Surrogacy may be undertaken for a wide variety of reasons, but it holds out a hope for women who couldn't otherwise become mothers
I was fascinated by the Cutting Edge documentary on surrogacy this week.
What struck me as most interesting was how different the surrogate mothers were. One waif-lile single mother was clearly lonely, and having a pregnancy, and therefore a relationship with the parents-to-be, gave her a focus in her life. She found parting with her new baby quite traumatic, but as soon as she'd done it, she was looking for a new couple wanting a child, so that it wouldn't just be her on her own with her kids again.
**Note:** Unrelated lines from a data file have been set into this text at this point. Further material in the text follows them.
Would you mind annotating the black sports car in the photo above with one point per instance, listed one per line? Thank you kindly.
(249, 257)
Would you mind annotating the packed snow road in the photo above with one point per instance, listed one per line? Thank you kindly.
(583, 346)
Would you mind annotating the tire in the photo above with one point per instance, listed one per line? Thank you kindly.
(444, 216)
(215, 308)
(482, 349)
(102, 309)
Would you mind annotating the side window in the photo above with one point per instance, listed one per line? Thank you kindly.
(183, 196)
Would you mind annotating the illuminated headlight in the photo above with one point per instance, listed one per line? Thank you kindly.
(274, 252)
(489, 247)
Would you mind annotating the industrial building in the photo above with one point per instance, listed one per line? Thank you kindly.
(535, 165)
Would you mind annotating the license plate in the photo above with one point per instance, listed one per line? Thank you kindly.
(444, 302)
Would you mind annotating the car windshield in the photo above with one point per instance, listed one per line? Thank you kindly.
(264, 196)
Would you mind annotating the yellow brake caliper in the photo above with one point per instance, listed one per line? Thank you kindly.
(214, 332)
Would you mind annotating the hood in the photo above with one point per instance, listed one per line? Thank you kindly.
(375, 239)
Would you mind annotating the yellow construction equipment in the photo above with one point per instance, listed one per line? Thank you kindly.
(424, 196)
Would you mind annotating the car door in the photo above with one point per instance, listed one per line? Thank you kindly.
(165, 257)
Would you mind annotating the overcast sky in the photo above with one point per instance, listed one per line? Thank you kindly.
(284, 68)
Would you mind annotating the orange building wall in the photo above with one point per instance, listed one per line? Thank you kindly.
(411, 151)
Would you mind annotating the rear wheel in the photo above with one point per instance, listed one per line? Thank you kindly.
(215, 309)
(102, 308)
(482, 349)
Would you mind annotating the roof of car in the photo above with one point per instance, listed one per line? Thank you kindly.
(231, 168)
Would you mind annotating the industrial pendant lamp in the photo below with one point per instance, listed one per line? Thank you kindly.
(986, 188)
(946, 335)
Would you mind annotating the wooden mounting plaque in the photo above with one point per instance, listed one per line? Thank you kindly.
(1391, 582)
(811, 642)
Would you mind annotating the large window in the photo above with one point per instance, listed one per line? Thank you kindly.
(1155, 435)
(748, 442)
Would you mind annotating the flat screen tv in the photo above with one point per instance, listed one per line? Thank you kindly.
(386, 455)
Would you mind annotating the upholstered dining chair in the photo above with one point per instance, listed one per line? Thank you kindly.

But another was a well-tatooed, happily married American mother, who'd had two of her own and seven for other people and was clearly happy to just have them, give them away and never see them again.
The most interesting woman was perhaps the one who was 44, clearly extremely single, and who had had seven children over the years, using her own eggs and donor sperm. She had a houseful of cats and said she'd never wanted kids of her own (though she stayed in touch with all the children), nor had she had a sexual relationship since she was 20. Her friend Kim Cotton (Britain's first paid-for surrogate) advised that what she really needed was a relationship with a man rather than to have yet another baby, but having spent the past 18 years of her life either pregnant or trying to get pregnant, pregnancy was her life and she was afraid that she wouldn't know what to do with herself without it.
It would seem that for some women, the physical process of pregnancy is curiously addictive - the feeling of another being growing inside you, the intensely intimate communication. The woman above also had hearing aids in both ears, so I would guess that her communications with the outside world might also be problematic - perhaps another reason for the continuous pregnancies.
Overall, it was a very heartening programme to see because, for whatever reasons it's undertaken, surrogacy gives a lifeline to women who can't become parents any other way (like my friend N, who had cervical cancer at 17 and whose sister instantly volunteered to have her children for her). The adoptive mothers had suffered terrible traumas - miscarriages, chemotherapy, hysterectomies and many other things that had destroyed their hopes of motherhood - it makes the £10,000 or £20,000 given to a surrogate seem a small price to pay for a stake in the future.